#1
I don't know if this is the right forum for it or not, but I've been listening to a fair bit of "Latin" music. As it happens, there seems to be much in the way of absolutely no information about Latin styles in the lessons or features on this website. Being poor means I can't really afford to go out and pay for a pile of theory books on it and so on.

I'm just asking for some info on the basic structure, common rhythms and chord progressions, scales/modes for soloing, etc, of Latin music in general.

I'm trying to expand my knowledge of genres I don't usually play, or know nothing about, and Latin music seems to be the one that nobody writes about.

::Edit:: I'm a bass guitarist, but I know my theory and can play guitar well enough to know what you mean if you're explaining things from a guitar point of view, so don't think I'm only after info for bassists
And yet, to me, what is this quintessence of dust? Man delights not me: no, nor woman neither... nor women neither.
Last edited by Caustic at Jun 10, 2006,
#2
I'm completely going off Chick Corea's Spain, but it seems like rhythmically they are using a lot of triplets.

And if you haven't heard Spain, for shame

-SD
#4
I have heard Spain, and I do understand Chick Corea is a god

I can hear triplets in there, yeah.

Bangoodcharlotte: Just what percussion are they using? I could imagine a lot of traditional Spanish, etc. instruments.
And yet, to me, what is this quintessence of dust? Man delights not me: no, nor woman neither... nor women neither.
#5
Quote by Caustic
Bangoodcharlotte
Who is that?


I think they use a lot of conga drums and maracas and random other stuff! If you really want to get serious about percussion, go to a music store and mess around with all the random things.
Last edited by bangoodcharlote at Jun 11, 2006,
#6
Use the phrygian mode. And on top of that, try using a minor 5th chord... (ex: Emaj to Amin)

As for percussion, lots of shakers and stuff.

Most of all, try to zone in to a world where you're surrounded by some random dudes in sombreros playing all sorts of instruments you've never heard of, like that one huge guitar-looking thing. What the hell is that? I don't know, but it's part of the atmosphere, man!

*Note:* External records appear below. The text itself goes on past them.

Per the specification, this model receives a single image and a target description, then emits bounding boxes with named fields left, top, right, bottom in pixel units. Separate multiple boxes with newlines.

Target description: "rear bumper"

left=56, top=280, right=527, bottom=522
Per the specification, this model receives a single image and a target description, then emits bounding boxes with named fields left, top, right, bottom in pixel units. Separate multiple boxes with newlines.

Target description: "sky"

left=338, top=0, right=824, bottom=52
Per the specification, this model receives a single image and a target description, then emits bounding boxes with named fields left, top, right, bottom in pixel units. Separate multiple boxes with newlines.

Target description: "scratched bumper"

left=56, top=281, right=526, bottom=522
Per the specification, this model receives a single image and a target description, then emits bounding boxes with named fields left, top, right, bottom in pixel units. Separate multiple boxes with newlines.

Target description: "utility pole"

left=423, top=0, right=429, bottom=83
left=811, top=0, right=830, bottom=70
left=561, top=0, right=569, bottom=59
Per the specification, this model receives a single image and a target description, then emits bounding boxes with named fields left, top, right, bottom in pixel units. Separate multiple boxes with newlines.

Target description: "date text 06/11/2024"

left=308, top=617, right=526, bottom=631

Really I don't know anything about this stuff, but when I try playing things this way it just sounds Latin.
Last edited by pratt121 at Jun 11, 2006,
#8
Quote by bangoodcharlote
That can be good, but it often ends up sounding too dark and Arabic. You have to be careful with Phrygian.


Yeah, but over the right chords it can sound great.

Obviously the "feel" is much more important than the technical stuff behind that feel.
#9
Quote by bangoodcharlote
That can be good, but it often ends up sounding too dark and Arabic. You have to be careful with Phrygian.


I had also found the phrygian to be rather too dark for the feel I get from Latin music.
And yet, to me, what is this quintessence of dust? Man delights not me: no, nor woman neither... nor women neither.
#10
Phrygian can work though; I just played a Latin song where the main progression was along the lines of Dm, Eb, Dm, Am. Which D Phrygian could certainly be used over (the only sketchy part is the E in Am, but other than that it fits).

There is a rhythm in Latin music called al pardido or something... except I never get the spelling right on the last word, so I can't look it up. If anyone knows what I'm talking about, let me know so I can write it down lol.